I am popping down to the Gallery tonight to check it out, so that I can hopefully say something coherent tomorrow at 7pm.
Hanging out in town with a sign saying ‘Will launch for drink’ has finally paid off…
Here is a photograph of me taken by Mr Dunn. Unfortunately my magic parasol did not keep the germs at bay. Must ask for a refund. From the makers of parasols, not from the photographer.
For comparatively germ free reading, click this feather:
February 25, 2014
Umbrellas cup us
in upside down khaki
we sip browner rain
That photograph is of the view of and from Tilley’s, which is less than a five minute walk from my house. When not trapped in the spider’s web of editing, I fly down and write there.
Here, for example, is a draft of this very poem, written at Tilley’s:
I had never thought before I started writing how the ‘U’ at the beginning of umbrella looks like an umbrella blown inside out. Small step from there to coffee cup, really. (And yes, I realise that those umbrellas are not khaki! Also that ‘in upside down’ is a little clumsy. But it reminds me of a blown umbrella, somehow.)
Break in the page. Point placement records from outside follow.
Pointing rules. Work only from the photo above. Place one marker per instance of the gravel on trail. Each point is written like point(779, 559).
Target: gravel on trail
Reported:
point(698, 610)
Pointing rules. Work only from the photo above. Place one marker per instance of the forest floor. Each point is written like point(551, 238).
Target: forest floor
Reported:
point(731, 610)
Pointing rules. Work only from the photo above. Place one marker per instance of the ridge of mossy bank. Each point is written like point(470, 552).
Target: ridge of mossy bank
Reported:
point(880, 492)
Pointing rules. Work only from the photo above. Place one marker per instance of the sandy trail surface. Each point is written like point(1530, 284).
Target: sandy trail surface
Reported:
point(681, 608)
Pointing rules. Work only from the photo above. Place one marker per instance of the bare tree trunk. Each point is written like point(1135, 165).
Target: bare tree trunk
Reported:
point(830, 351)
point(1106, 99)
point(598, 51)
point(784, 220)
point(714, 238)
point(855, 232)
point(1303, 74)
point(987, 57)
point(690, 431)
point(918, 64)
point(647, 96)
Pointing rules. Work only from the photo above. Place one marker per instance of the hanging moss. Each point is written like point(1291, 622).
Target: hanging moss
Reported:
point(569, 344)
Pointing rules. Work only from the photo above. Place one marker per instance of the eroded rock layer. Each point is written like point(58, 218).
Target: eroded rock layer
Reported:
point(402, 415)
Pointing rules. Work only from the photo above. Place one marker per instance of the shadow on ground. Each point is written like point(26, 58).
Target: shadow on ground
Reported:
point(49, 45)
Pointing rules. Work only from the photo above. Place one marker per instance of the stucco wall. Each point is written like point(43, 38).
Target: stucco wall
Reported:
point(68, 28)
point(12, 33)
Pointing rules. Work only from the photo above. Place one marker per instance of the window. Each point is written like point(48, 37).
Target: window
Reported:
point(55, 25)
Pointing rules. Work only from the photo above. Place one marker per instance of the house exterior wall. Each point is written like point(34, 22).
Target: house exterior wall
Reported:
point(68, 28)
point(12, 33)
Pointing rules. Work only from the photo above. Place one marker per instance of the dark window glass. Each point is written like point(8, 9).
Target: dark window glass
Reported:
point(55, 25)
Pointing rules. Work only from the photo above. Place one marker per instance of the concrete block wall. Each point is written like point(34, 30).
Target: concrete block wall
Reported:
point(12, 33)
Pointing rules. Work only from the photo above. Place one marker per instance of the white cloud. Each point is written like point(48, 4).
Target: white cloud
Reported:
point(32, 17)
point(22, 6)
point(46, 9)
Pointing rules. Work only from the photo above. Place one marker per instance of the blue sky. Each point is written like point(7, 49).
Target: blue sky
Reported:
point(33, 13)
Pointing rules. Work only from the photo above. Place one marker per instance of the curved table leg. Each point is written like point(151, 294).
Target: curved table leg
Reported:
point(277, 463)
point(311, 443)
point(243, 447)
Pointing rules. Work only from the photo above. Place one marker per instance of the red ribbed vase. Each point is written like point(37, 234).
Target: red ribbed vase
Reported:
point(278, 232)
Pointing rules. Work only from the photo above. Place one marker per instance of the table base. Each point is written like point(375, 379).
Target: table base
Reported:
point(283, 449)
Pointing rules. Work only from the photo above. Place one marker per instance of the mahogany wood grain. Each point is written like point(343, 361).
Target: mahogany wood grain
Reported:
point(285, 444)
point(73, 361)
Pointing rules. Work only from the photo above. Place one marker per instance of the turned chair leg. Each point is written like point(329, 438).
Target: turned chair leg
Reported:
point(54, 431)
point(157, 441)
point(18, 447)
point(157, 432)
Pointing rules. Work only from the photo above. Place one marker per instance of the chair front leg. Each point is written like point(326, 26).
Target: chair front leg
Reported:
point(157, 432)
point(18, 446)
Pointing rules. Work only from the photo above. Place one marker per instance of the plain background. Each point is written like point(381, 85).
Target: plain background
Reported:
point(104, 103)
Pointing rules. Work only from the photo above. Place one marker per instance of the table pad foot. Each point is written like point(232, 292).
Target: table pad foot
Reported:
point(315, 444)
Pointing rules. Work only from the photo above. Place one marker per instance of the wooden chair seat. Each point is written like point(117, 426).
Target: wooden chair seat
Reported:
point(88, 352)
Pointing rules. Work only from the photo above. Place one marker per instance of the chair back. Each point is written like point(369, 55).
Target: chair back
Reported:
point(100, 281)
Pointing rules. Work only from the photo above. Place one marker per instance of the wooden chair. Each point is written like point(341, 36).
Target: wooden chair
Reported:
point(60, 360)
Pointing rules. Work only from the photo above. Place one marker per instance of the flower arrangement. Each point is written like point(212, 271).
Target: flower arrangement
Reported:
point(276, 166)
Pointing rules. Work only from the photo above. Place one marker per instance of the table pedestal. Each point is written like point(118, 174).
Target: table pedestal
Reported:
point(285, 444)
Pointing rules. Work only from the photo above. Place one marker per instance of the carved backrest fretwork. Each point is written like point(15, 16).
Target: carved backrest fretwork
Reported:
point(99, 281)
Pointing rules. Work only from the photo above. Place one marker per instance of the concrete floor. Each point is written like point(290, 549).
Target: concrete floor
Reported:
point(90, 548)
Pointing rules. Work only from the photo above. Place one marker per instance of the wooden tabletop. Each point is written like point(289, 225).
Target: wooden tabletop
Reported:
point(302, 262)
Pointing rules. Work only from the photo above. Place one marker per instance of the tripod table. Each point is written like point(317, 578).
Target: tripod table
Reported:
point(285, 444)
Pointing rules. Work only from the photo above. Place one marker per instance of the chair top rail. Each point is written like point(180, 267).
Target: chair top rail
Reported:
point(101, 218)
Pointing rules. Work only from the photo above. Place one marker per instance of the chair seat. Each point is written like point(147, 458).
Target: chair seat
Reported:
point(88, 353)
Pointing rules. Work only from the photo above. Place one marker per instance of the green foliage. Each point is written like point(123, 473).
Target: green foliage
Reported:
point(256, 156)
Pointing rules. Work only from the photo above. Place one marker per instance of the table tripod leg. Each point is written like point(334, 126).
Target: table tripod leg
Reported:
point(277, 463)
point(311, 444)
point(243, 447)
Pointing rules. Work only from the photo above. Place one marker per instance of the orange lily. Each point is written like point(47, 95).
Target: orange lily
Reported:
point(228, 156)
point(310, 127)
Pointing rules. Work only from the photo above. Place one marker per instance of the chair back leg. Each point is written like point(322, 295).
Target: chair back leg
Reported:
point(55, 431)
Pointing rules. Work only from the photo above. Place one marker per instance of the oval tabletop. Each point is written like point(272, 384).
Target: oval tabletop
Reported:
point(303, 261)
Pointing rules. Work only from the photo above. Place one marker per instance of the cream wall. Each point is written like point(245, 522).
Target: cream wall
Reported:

I am longing to be back with my writing routine, away from the exigencies of editing poets’ biographical notes for The Stars Like Sand. I am not really given to minimalism in poetry, and want the time to sprawl over several stanzas. I am sure the my fellow editor Tim Jones feels the same way in regard to wanting more writing time, although he seems to be involved in a myriad of other activities as well.
For me at the moment it’s edit, gym, drink.
Interspersed with the occasional coffee.
October 29, 2013
Yes, I’m afraid that use of the wonderful Japanese form of the haiku in these pages (if a blog has pages) is an indication of intense busy-ness. As the anthology The Stars Like Sand: Australian Speculative Poetry demands more of my time, my poor blog has been somewhat neglected. My apologies, dear followers!